I am learning that every single one of us has a cross to bear. We were given it at conception in our mothers' wombs along with the sin-nature that was handed down from Adam. We all have to bear that symbol of death and destruction due to sin.
We don't have a choice what our particular cross looks like. For me, it partly looks like saying good-bye to my precious babies. For my cousin it partly looks like raising four preschoolers one of which has special needs including a feeding tube. For my college roommate and dear friend it partly looks like losing her father as a teenager. For a dear friend and colleague this week it partly looks like holding her mother's hand in the hospital not knowing if she will ever come home on earth or if it is her time to go home to heaven.
We do not have a choice whether or not we will bear a cross, and we do not have a choice what our particular cross might look like each day, but we do have a choice of what to do with our cross. Some choose to buckle under the weight of carrying our crosses ourselves, barely inching along life's road weighed down, tired, and discouraged.

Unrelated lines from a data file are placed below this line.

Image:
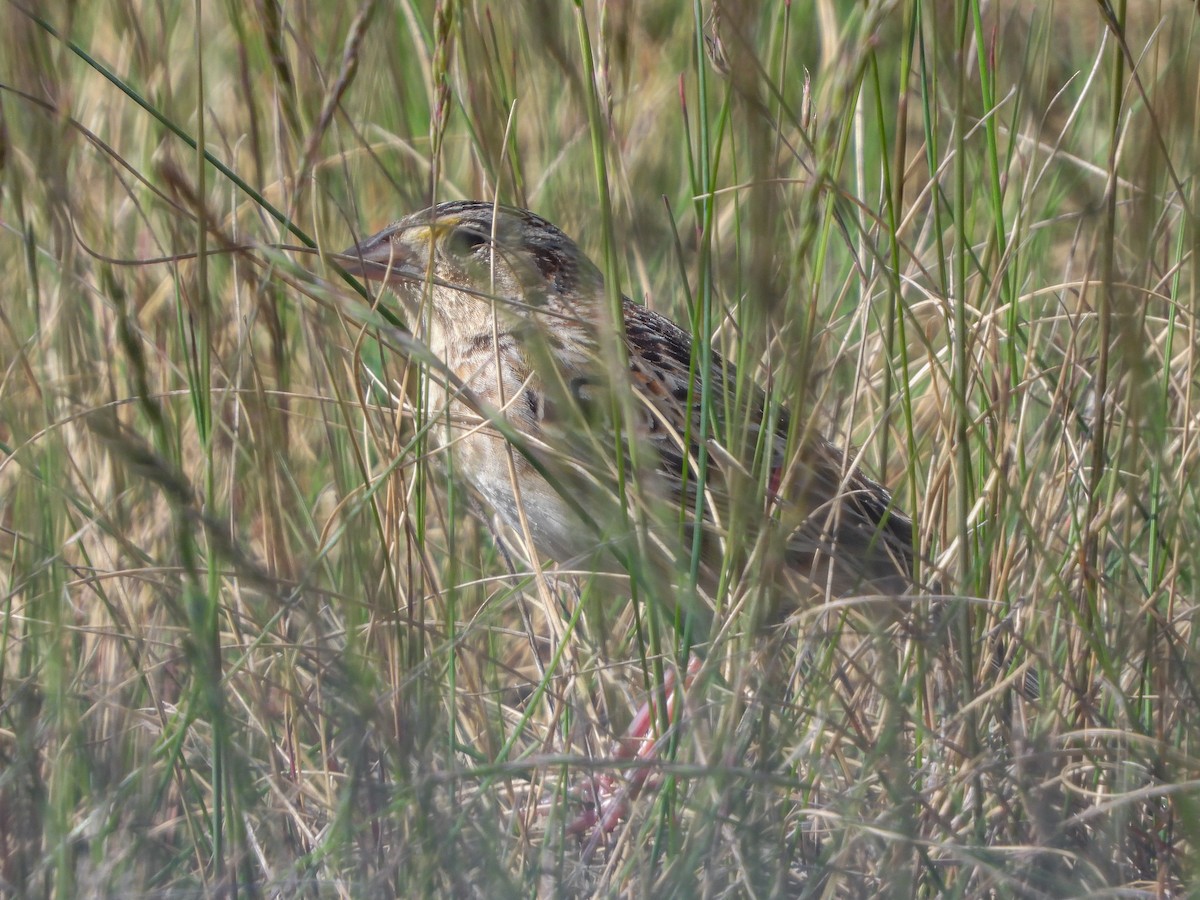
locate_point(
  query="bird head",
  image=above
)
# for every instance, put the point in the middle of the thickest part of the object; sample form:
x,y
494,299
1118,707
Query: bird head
x,y
463,259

Others choose to try to ignore their crosses, paint them up fancy and disguise them to look like something else. Some might just plunk their cross down in the dirt and refuse to go on.

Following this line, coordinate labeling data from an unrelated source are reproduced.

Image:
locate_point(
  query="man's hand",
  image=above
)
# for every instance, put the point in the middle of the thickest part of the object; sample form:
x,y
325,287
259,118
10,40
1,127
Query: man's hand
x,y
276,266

Me, I have chosen to daily pick up my ugly, heavy, pock-marked cross, and follow Jesus. I follow Him because He bears my cross alongside me, shouldering the heavy load. I follow Him because He doesn't disguise it or ignore it, but rather promises to one day exchange it for a crown of glory. I follow Him because He gives me strength to put one foot in front of the other, even when I cannot see where the road I am walking goes up ahead, and I am surrounded by darkness.
And one day when I get that crown of glory, I will lay it down again at His feet and I will be able to say with that great hymn, "All the way, my savior led me!"